In this study, we estimated and mapped forest age in the Shangri-La region of Yunnan, China, via ICESat-2 laser altimetry data and multisource remote sensing imagery. We compared two methods: the climate-dependent exponential relationship model and the random forest model. Compared with the random forest model, the climate-dependent exponential relationship model had greater estimation accuracy, with an R² of 0.67 and an RMSE of 12.79 years. Both models consistently indicated that climatic conditions, particularly precipitation, are key factors influencing the forest age structure in the region.

The spatial analysis of forest age for the five dominant tree species in Shangri-La revealed distinct patterns. Alpine species such as Likiang spruce (P. asperata) and fir (A. fabri) had a greater proportion of old-growth forests, which were mainly distributed in high-elevation areas with less human disturbance. In contrast, adaptable species such as Yunnan pine (P. yunnanensis), Q. aquifolioides, and Pinus densata exhibited a more balanced age structure across different elevations and environmental conditions.

The integration of ICESat-2 laser altimetry height data with multisource optical imagery significantly enhanced the accuracy of the estimated forest parameters, providing a new perspective for mapping forest age through information fusion in complex mountainous environments. Compared with the use of a single data source, the data fusion approach improved the overall accuracy of forest age mapping, enabling the classification of forests at a fine scale.

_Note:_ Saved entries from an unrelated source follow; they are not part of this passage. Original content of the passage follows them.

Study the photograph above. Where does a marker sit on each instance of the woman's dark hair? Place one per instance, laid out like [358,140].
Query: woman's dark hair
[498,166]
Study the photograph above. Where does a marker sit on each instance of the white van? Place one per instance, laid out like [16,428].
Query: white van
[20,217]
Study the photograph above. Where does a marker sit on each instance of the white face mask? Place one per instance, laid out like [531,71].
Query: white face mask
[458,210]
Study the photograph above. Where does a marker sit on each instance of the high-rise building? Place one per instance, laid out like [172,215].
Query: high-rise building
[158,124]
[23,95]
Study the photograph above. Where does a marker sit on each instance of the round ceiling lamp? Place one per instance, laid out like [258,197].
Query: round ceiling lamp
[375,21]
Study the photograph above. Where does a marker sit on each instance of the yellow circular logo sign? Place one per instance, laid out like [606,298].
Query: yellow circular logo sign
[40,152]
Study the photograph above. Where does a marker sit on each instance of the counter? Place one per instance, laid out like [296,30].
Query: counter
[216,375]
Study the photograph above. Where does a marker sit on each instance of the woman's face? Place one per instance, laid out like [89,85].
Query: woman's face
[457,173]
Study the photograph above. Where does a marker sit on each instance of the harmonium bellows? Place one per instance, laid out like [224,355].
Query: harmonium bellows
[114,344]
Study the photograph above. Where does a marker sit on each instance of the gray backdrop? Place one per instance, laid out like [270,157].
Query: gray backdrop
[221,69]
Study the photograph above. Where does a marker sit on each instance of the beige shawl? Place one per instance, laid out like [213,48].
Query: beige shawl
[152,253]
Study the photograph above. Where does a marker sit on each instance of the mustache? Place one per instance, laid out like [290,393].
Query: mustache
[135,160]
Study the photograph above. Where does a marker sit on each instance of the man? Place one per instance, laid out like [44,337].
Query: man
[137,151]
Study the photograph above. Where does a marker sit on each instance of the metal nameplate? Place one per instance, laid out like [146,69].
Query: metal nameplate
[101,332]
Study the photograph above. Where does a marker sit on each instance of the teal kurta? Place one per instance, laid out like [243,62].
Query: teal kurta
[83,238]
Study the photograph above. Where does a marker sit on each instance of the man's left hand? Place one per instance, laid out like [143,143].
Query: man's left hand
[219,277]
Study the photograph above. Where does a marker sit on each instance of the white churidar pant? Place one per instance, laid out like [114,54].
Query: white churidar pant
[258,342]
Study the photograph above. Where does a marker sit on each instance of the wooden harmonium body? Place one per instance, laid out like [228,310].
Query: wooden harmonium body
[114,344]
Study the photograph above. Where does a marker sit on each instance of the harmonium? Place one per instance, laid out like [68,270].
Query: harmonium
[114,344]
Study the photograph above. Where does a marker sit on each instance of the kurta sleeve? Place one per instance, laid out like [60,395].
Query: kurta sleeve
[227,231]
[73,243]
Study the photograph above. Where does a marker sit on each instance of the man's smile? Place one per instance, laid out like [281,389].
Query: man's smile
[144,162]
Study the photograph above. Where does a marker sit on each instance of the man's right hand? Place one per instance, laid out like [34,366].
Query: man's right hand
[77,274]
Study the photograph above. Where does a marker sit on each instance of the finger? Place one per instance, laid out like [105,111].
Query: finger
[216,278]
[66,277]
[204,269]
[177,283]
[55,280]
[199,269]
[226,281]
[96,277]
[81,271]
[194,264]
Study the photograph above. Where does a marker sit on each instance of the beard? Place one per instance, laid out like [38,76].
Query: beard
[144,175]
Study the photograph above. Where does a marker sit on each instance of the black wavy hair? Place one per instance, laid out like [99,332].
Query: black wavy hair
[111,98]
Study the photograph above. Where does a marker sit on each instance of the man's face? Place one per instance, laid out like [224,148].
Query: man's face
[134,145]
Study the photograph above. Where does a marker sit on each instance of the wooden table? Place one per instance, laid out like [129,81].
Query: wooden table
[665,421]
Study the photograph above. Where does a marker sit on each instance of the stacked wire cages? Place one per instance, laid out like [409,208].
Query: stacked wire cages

The 30 m resolution forest age map produced in this study has significant value for refined forest management and ecosystem service assessments in Shangri-La. These findings can support the optimization of stand structure, biodiversity conservation, and the evaluation of carbon sequestration potential. To further advance the field of remote sensing-based forest age mapping, future research should focus on deepening the understanding of the linkages among forest age, tree height, and remote sensing factors, expanding applications in regional ecological assessments, and harnessing cutting-edge technologies such as artificial intelligence. Moreover, future research could also address the limitation of assuming age uniformity within pixels by incorporating measures of within-pixel structural heterogeneity. This could be achieved through the use of very high-resolution imagery or LiDAR data, providing a more nuanced understanding of forest age distributions at finer scales.

To further enhance the accuracy of forest age estimates, particularly for older forests where our model’s accuracy decreases, we propose several approaches for future research: (1) incorporating high-resolution LiDAR data to capture detailed forest structure [30,33]; (2) utilizing multi-temporal satellite imagery to track forest changes over time [53]; (3) increasing ground truth data, especially for older forests [39]; and (4) applying advanced machine learning techniques such as deep learning to capture more complex relationships between forest age and remote sensing data [30,33]. Implementing these approaches could potentially improve the accuracy of forest age estimates, particularly in complex mountainous environments like Shangri-La.

In conclusion, this study demonstrates the importance of integrating advanced remote sensing techniques for understanding forest dynamics in complex mountain environments. By continuously improving methodologies, expanding application domains, and strengthening scientific decision-making, remote sensing-based forest age mapping can significantly contribute to sustainable development and ecological civilization construction in regions such as Shangri-La.